Le CFP de la Baie-James est le premier centre de formation professionnelle au Québec à déployer la nouvelle entente avec Hydro-Québec, contribuant ainsi à préparer la relève dans un secteur où des milliers d’emplois devront être pourvus au cours des prochaines années. Photo : Facebook - CFP Baie-James

Deux annonces majeures sont venues renforcer les perspectives économiques et énergétiques du Nord-du-Québec lundi.

D’une part, la Corporation minière Troilus a obtenu l’allocation complète d’énergie de 70 mégawatts d’Hydro-Québec et du ministère de l’Économie, de l’Innovation et de l’Énergie, une étape jugée déterminante pour la construction et l’exploitation de son projet cuprifère situé au centre-nord du Québec. Cette confirmation réduit les risques entourant le projet et permet à l’entreprise de poursuivre l’avancement des autorisations et des travaux préparatoires. Selon l’étude de faisabilité publiée en 2024, la mine aurait une durée de vie de 22 ans et pourrait générer environ 1 000 emplois directs durant la construction ainsi que plus de 680 emplois permanents pendant son exploitation.

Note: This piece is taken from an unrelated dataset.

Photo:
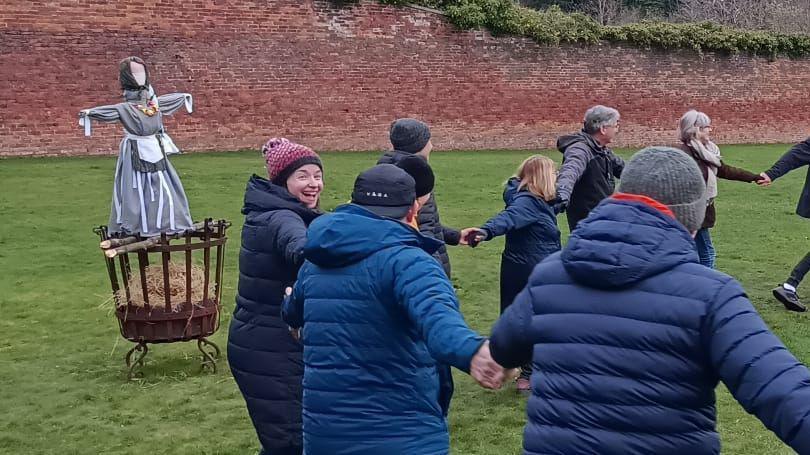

D’autre part, le gouvernement du Québec a annoncé un investissement de près de 22 millions de dollars afin de faire du Centre de formation professionnelle de la Baie-James un pôle stratégique pour la formation des monteurs de lignes. Réalisé en collaboration avec Hydro-Québec, le Centre de services scolaire de la Baie-James et l’Administration régionale Baie-James, le projet vise à répondre aux besoins grandissants de main-d’œuvre liés aux grands chantiers énergétiques. Une première cohorte de 45 élèves est déjà en formation.

Ces deux annonces témoignent de l’importance croissante du Nord-du-Québec dans la transition énergétique québécoise. Alors que la relance du projet Troilus pourrait engendrer des retombées économiques majeures, le développement d’une expertise locale en montage de lignes permettra de former la main-d’œuvre nécessaire aux investissements énergétiques des prochaines années. Ensemble, ces projets illustrent la volonté du gouvernement, d’Hydro-Québec et de leurs partenaires de miser sur les ressources et les compétences régionales afin de soutenir le développement économique du Nord et de créer des emplois spécialisés durables.